Int J Biostat. 2017 Sep 21;13(2):/j/ijb.2017.13.issue-2/ijb-2017-0013/ijb-2017-0013.xml. doi: 10.1515/ijb-2017-0013.
The determinant of the covariance matrix for high-dimensional data plays an important role in statistical inference and decision. It has many real applications including statistical tests and information theory. Due to the statistical and computational challenges with high dimensionality, little work has been proposed in the literature for estimating the determinant of high-dimensional covariance matrix.

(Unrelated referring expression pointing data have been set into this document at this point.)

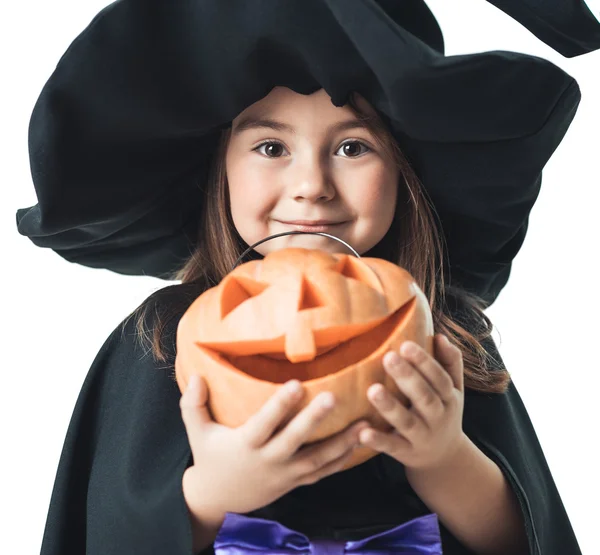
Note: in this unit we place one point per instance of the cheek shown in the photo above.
(378, 200)
(250, 199)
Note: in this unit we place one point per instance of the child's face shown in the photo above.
(289, 168)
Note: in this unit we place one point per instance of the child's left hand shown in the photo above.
(429, 432)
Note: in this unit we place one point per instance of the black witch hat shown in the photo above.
(124, 129)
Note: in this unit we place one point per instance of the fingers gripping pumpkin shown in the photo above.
(324, 319)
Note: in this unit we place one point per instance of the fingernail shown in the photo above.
(327, 401)
(293, 388)
(408, 348)
(392, 359)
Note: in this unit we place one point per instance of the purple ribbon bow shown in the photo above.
(241, 535)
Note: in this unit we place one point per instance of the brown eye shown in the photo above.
(270, 150)
(353, 149)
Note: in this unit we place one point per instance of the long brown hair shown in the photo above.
(413, 241)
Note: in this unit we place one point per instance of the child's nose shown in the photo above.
(312, 184)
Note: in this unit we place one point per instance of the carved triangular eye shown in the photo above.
(238, 289)
(310, 296)
(352, 268)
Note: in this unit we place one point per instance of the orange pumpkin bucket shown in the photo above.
(324, 319)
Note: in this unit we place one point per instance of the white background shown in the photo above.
(57, 315)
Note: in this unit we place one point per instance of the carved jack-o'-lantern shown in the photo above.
(324, 319)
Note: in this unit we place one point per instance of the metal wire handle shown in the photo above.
(293, 233)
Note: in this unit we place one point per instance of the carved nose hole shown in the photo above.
(310, 296)
(354, 268)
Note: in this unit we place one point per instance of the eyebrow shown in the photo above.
(262, 123)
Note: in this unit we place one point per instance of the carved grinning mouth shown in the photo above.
(274, 367)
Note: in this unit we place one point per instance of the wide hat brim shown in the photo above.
(123, 131)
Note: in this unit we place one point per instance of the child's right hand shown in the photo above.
(242, 469)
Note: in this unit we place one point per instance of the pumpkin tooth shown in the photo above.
(310, 296)
(300, 343)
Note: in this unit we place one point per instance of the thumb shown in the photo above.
(194, 410)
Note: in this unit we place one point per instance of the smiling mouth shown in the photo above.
(357, 350)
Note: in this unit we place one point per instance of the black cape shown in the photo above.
(118, 484)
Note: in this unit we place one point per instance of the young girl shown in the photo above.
(152, 101)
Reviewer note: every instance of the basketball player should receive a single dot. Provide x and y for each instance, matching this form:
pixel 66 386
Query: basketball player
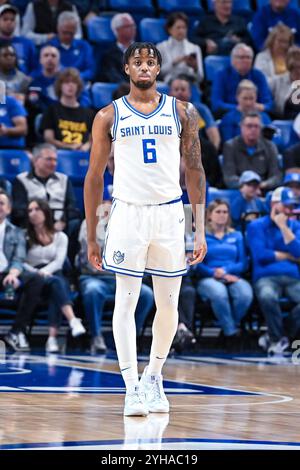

In this paper, we estimate the determinant of the covariance matrix using some recent proposals for estimating high-dimensional covariance matrix. Specifically, we consider a total of eight covariance matrix estimation methods for comparison. Through extensive simulation studies, we explore and summarize some interesting comparison results among all compared methods. We also provide practical guidelines based on the sample size, the dimension, and the correlation of the data set for estimating the determinant of high-dimensional covariance matrix. Finally, from a perspective of the loss function, the comparison study in this paper may also serve as a proxy to assess the performance of the covariance matrix estimation.
高维数据协方差矩阵的行列式在统计推断和决策中起着重要作用。它有许多实际应用,包括统计检验和信息论。由于高维度带来的统计和计算挑战,文献中很少有关于估计高维协方差矩阵行列式的工作。在本文中,我们使用一些最近提出的估计高维协方差矩阵的方法来估计协方差矩阵的行列式。具体来说,我们总共考虑了八种协方差矩阵估计方法进行比较。通过广泛的模拟研究,我们探索并总结了所有比较方法之间一些有趣的比较结果。我们还根据样本大小、维度和数据集的相关性提供了估计高维协方差矩阵行列式的实用指南。最后,从损失函数的角度来看,本文的比较研究也可以作为评估协方差矩阵估计性能的一个代理。